With a steady decline in coronavirus cases in the past few months, the government has speeded up the easing of measures, with life almost back to normal in the Czech Republic. However, with the looming threat of the Indian mutation in Europe and indications of Delta community transmissions in some parts of the country, experts are urging caution.

After the seemingly endless months of lockdown, life in the Czech Republic is almost back to normal. Shops, restaurants and sports facilities have reopened –albeit with safety precautions – and the country is opening its borders to tourists. However experts are warning that the Czech Republic may make a fatal mistake in underestimating the threat of the Indian mutation now spreading in Europe, with some saying they already have a sense of déjà vu, in reference to the carefree manner in which Czechs celebrated the end of the pandemic with a party on Charles Bridge last year.

The State Institute for Health on Wednesday confirmed the spread of the more contagious Indian mutation in the Liberec and South Bohemian regions, although the country only reported around 30 cases of Delta on June 18th. Delta has also appeared in Prague, Moravia-Silesia, Hradec Kralove, Usti and Vysočina regions.

According to the European Centre for Disease Prevention and Control Delta will be the dominant coronavirus variant in Europe by the end of August.

So is the Czech Republic safe from another onslaught of the coronavirus pandemic?
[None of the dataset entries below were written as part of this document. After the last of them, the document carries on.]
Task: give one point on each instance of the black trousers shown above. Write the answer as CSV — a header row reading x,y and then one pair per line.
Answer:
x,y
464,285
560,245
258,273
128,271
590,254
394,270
One aspect in its favour is that roughly three quarters of people vaccinated against Covid 19 received the Pfizer/BioNTech vaccine which is believed to be effective against the Indian mutation. However experts warn that the country will not achieve herd immunity by the summer, if ever, given the lower interest in getting a vaccine among younger groups of the population.

Photo: Veronika Žeravová,  Czech Radio

Epidemiologist Ruth Tachecy says the country must push ahead with vaccinations and convince more people to get the jab, arguing that it is the only shield we have against another and potentially much worse wave of the coronavirus.

Epidemiologist and former health minister Roman Prymula has stressed the importance of testing  incoming tourists from high risk states and Czechs returning from risky holiday destinations.

Already there are indications that the easing of travel restrictions and greater socializing may have brought a set-back. Prague, which had a steady decline in Covid numbers ahead of many other regions, last week reported a slight increase with 17.2 new cases per 100,000 inhabitants and the reproduction number –which had dropped to 0.8 is now at 1.3.

Prague City Council has appealed on the government not to lift the rule on compulsory face masks in public transport, fearing what the combination of increased travel, socializing and the presence of the Indian mutation may bring.

According to Ladislav Dušek, director of the Institute of Health Information and Statistics, the low interest among the young in getting a vaccine is particularly worrying, since it is young people who are behind the increase of new cases in Prague.

In the 16 to 19 age bracket the incidence of new cases per 100,000 inhabitants in Prague is 31.5, while in the entire country it is 12.9, in the group aged 20 to 29 it is 59.9 in Prague and 15.6 overall.